Acho que a reação não foi do Inter, foi do diretor e do presidente. O Inter é um gigante, não podia estar onde está. É a equipe que tem o maior número de sócios da América Latina, um time bem construído que já deu orgulho ao Brasil. O Inter em si demonstrou solidariedade. Os torcedores apresentaram bandeiras de luto, entraram em confronto com a própria direção. Os sócios deram um recado muito direto, eles tiveram eleição e 95% votaram conta a própria direção. [Os dirigentes] foram infelizes, infelizes também na condução do time. A gente torce que volte, o Inter não merece estar na segunda divisão, não merece ter dirigentes tão infelizes.

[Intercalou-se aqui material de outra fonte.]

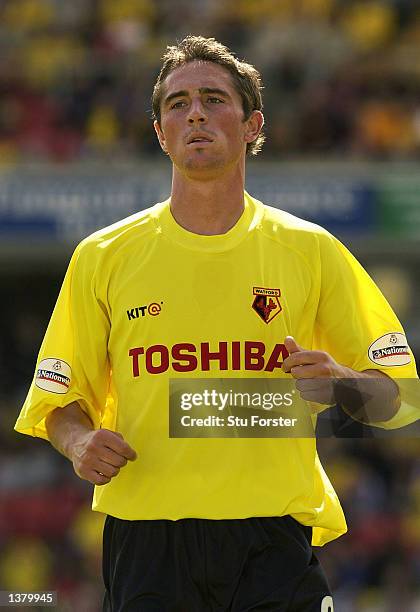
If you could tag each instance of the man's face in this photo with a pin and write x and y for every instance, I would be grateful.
(202, 124)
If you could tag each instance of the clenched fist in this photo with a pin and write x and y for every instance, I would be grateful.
(98, 455)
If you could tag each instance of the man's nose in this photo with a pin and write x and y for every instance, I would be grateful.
(197, 112)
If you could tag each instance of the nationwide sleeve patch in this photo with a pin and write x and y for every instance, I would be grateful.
(53, 375)
(390, 350)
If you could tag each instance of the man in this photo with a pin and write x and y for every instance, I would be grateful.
(207, 524)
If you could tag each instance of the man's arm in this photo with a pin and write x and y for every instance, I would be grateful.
(97, 454)
(369, 396)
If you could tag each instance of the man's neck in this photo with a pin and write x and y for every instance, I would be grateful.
(207, 207)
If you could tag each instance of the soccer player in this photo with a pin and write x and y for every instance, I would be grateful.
(197, 524)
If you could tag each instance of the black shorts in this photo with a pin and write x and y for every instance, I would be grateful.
(200, 565)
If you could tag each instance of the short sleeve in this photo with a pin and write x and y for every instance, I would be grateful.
(73, 362)
(358, 327)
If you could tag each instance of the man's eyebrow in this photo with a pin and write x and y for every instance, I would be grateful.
(183, 93)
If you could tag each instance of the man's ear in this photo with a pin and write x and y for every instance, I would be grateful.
(160, 135)
(254, 125)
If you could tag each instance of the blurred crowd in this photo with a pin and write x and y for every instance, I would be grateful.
(50, 539)
(341, 76)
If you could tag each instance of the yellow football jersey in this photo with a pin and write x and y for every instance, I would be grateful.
(145, 301)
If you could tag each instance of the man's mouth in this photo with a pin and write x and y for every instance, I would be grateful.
(197, 139)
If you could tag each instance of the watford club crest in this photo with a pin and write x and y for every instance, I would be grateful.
(266, 303)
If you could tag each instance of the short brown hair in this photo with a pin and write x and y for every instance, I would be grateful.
(246, 79)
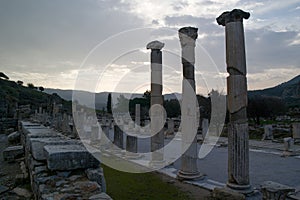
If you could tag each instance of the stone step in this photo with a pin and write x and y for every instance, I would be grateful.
(69, 157)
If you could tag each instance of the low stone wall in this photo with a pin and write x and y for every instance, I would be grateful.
(8, 125)
(59, 167)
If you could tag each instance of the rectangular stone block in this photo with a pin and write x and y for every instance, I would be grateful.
(37, 145)
(10, 153)
(69, 157)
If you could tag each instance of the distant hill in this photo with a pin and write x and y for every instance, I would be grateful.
(84, 97)
(13, 95)
(288, 91)
(100, 98)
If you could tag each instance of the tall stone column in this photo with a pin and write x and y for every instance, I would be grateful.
(118, 137)
(156, 111)
(189, 169)
(238, 138)
(137, 115)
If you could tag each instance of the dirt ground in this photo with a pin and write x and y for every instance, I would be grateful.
(8, 172)
(195, 192)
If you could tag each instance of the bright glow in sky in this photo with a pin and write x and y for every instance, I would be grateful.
(46, 42)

Nota da redação: A revolta de Buligon tem a ver com a fala de Fernando Carvalho, diretor de futebol do Inter, que reclamou do adiamento da última rodada do Brasileiro por entender que o Inter vivia uma “tragédia particular”, que era a luta contra o rebaixamento. Bulligon chegou a chamar Carvalho de “dirigente de várzea”.

Reconstrução precisa de pés no chão e Villarreal é exemplo

Eu acompanho como um torcedor. O prefeito aqui tem de trabalhar as questões deles. Vamos buscar melhores estruturas na arena, construir junto com emendas parlamentares. No futebol eu não dou opinião. Acho que a Chapecoense está acertando. Temos um legado, uma herança de fazer futebol com transparência. Eram jogadores que tinham consciência de que estão vindo para uma equipe menor. A gente ficou com a sementinha. Temos um exemplo na Europa, o Villarreal, que é de cidade pequena e tem se mantido sempre importunando os grandes. Tem esse molde que temos de buscar. Esse pessoal que está envolvido tem esse "know how". Confio muito nas atitudes deles.

"Ficar três anos sem rebaixamento não é legal"

Acho que a busca desse momento é de catalisar boas energias, bons apoios. A gente não pode perder a nossa essência. Nós aprendemos a fazer futebol com limite, daquele jeito lúdico. A Chapecoense tem de se manter. Esse negócio dos três anos de perdão não é legal, na minha opinião. Precisamos nos reinventar e temos os exemplos. Eu não vejo isso com bons olhos. Nós temos de ser dignos. Vamos fazer um time com todos os apoios, carinhos, isso nunca é demais, mas dentro das nossas características. A Chapecoense está aberta para receber recursos e apoios, mas dentro da nossa realidade, com os pés no chão.

"Absolvo a decisão pela Lamia"

Eu havia feito dois voos com eles. Nesse detalhe contratual eu não entrava. A companhia voou com Bolívia, Argentina, Venezuela... Eu absolvo totalmente a direção. Eles estavam contratando uma empresa que estava tentando ser case em transporte de atletas. O que ninguém fala é que a Chapecoense teve muito pouco tempo de decidir. Ela soube na sexta que teria de estar em Medellín na quarta. A direção foi atrás de quem apresentou um contrato e se valia de ser a empresa que estava transportando atletas. Tinha "know how" de ter feito fretamento da AFA [Associação de Futebol Argentina}, Colômbia e Venezuela. Eu voei nele. Era um avião normal, não tinha nenhum sobressalto. Isso aí [investigação] vamos deixar para as autoridades.

Conmebol não teve participação na escolha da Lamia, diz Buligon

Foi tudo decidido pelas pessoas que faleceram. Esses contratos estão aí no clube. A Chape tem de ajuizar uma ação contra a Lamia para minimizar os danos que teve. Eu, nessa peculiaridade, não participei, assim como não dei palpite na contratação.